Aaron Murphy, the executive director and chief executive officer of Good Samaritan Ministries, said plans to relocate John Sevier residents to new homes is a “big win for the community.” He said deteriorating conditions in the former hotel makes living there increasingly unacceptable.

“I advocate for our neighbors in need to have better living conditions,” Murphy said. “We have what it takes to do that in this community.”

Bobby Owens has lived in the John Sevier Center since January 2017. He has nothing but “good things” to say about the staff of the John Sevier and the people who lend him help from the Melting Pot. Owens said he likes living at the John Sevier, but knows it’s a “very old building.”

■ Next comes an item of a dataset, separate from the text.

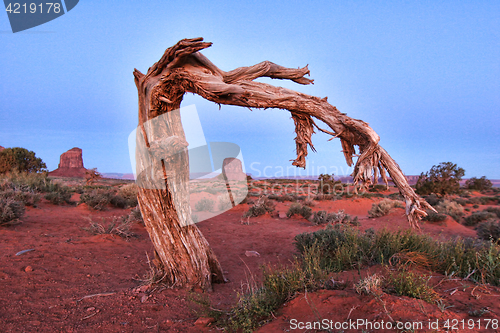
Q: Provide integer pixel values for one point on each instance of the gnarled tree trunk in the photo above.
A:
(185, 255)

He also said he wouldn’t mind living in newer housing. Wherever he goes, Owens said he hopes to continue to see the kind of support he is given at the Melting Pot.

“They help everybody,” Owens said recently while eating sausages and gravy at the Melting Pot served by volunteers from Gray United Methodist Church. “Just look around here. You can see it.”

Tenants say John Sevier Center is like a ‘town’

ROBERT HOUK • FEB 18, 2019 AT 6:46 PM

Tenants of the John Sevier Center said Monday their low-income housing facility is like a community, and residents consider themselves part of a big family.

Jean JS

One woman described the historic downtown building as “our little town” during a meeting of John Sevier residents, officials with the Johnson City Development Authority and staffers from Munsey Memorial United Methodist Church in the church’s Christian Life Center.

“We’ve go a lot of good people there trying to help out each other,” she said.

Several of the 12 John Sevier Center residents in who spoke Monday said they were apprehensive about what would happen to them with the JCDA’s plans to buy the 10-story facility, update the 94-year-old building, relocate its150 tenants to new housing and eventually sell the structure for a more upscale development.

“It’s like breaking up a family,” one woman said during the question-and-answer session. “It might be a dysfunctional family, but it’s a family.”

Another tenant said he likes “everything” about the John Sevier Center, and does not care for the anxiety he and other residents now feel knowing their time in the former hotel may be coming to an end. He also told JCDA officials he felt it was unfair that the center was itself was being blamed for the number of homeless and drug problems in the downtown area.

“Surely the city knows homeless people will be here regardless,” he said.

Another resident, who said she was once homeless herself, said the John Sevier Center has been a “godsend.”  She and other residents at the meeting praised the center’s management, as well as the help they receive from staffers of Munsey’s Melting Pot Ministry and the church’s associate pastor, Patty Muse, who also attended Monday’s meeting.

Residents said they have come to depend on the community resources and church support they can find in the downtown area. They noted many John Sevier residents do not drive, which means they must rely on public transportation services to get around.

Tenants also said those same services would be vital in a new location. Residents said they would like to see more green space, better security, washer/dryer hookups, a grocery store and picnic areas close to any new housing.

Dianna Cantler, JCDA’s liaison from the Northeast Tennessee Regional Economic Partnership, said the John Sevier Center project will take several years to get to its final stage, and assured residents Monday the JCDA wanted to include them in every step. Cantler said the feedback that she and others collected at the meeting would be used by developers to design new housing for residents.

“We  want to keep the lines of communication open,” Cantler said.

The Washington County Commission is expected to vote on a $4.5 million tax increment plan Monday to allow the JCDA to purchase the John Sevier Center and make needed repairs to the building.